Jebakan formalisme pendidikan yang bersumber dari pragmatisme
Kegiatan bersekolah seringkali disamaartikan dengan pendidikan, kegiatan rutin pergi pagi pulang siang, murid duduk di bangku sambil mendengarkan guru menyampaikan pelajaran, pada akhir tahun mendapatkan laporan hasil pendidikan dan pada akhir pendidikan mendapatkan ijazah. Kegiatan ini diikuti oleh jutaan orang Indonesia melibatkan semua struktur dalam masyarakat, oleh rakyat dan juga pemerintah. Apabila bersekolah sama dengan pendidikan apakah kegiatan persekolahan yang dilakukan telah mencapai hasil yang diharapkan dalam pendidikan, yaitu mencapai manusia seutuhnya atau telah mencerdaskan kehidupan bangsa seperti yang tercantum dalam pembukaan UUD 45. Karena tujuan pendidikan secara substansial merujuk kepada upaya untuk membuat suatu perubahan yang lebih baik dan salah satu komponen penting perubahan tersebut adalah pembangunan karakter.  

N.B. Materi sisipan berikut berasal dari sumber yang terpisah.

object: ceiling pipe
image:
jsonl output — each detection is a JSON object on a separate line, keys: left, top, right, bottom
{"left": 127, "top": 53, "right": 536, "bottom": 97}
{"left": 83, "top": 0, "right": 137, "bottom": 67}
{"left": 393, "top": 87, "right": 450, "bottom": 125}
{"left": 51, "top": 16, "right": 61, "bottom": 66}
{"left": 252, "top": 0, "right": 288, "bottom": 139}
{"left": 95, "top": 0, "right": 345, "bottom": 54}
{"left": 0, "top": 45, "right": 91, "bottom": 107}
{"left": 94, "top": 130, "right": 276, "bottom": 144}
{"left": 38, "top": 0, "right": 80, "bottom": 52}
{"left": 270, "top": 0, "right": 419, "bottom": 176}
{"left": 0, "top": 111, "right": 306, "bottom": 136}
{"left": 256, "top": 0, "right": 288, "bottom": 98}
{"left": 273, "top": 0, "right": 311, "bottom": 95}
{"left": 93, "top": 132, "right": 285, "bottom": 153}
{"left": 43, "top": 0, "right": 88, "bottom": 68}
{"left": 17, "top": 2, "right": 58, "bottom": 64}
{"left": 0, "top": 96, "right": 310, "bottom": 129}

            Kegiatan Pendidikan (mungkin istilah yang lebih tepat adalah persekolahan) menjadi sebuah kewajiban yang diarahkan menjadi cara untuk mendapatkan pekerjaan yang “bergengsi” pendidikan bukan merupakan cara untuk memartabatkan dan memuliakan manusia, indikator keberhasilan pendidikan adalah pekerjaan yang bagus, jabatan yang tinggi dan kekayaan material. Bukan diarahkan agar anak didik memiliki kehormatan , cita-cita, respek terhadap kehidupan; terhadap sesama manusia dan terhadap lingkungan. Tilaar (1999a) mensinyalir bahwa Indonesia tidak saja mengalami krisis secara ekonomi, tetapi juga mengalami krisis pendidikan. Dia menyoroti  bagaimana pendidikan dijalankan pada jaman orde baru, bahwa pendidikan telah dipisahkan dari budaya.
Praksis pendidikan yang berjalan digambarkan oleh Postman (1995) sebagai sebuah kegiatan yang konservatif dan subversive, karena sekolah sebagai tempat pendidikan telah menjadi tembok pembatas dari upaya untuk memberikan ruang yang lapang  untuk pergerakan pemikiran, dan bahkan mungkin telah menghianati upaya untuk melanggengkan demokratisasi. Pendidikan lebih banyak mengajarkan ketidakberdayaan, bukan kemandirian.   
Pendidikan yang salah arah telah menimbulkan berbagai implikasi yang negative, dari manusia yang terdidik tinggi ide-ide mengenai kehancuran diciptakan. Pembuatan Senjata pemusnah massal, pengurasakan alam secara massif. Pendidikan telah menjadikan manusia kehilangan kemampuan untuk mengembangkan minat terhadap kehidupan (Erich Fromm menyebutnya dengan biofilus) karena yang muncul adalah nafsu necrofilik yang menghancurkan. Pendidikan yang dijalankan telah melahirkan manusia-manusia dengan mental korup dan merusak. Kita ketahui bahwa para pelaku korupsi adalah mereka yang terdidik tinggi. Bukankah suatu hal yang paradoks apabila pendidikan berbanding terbalik dengan kebaikan.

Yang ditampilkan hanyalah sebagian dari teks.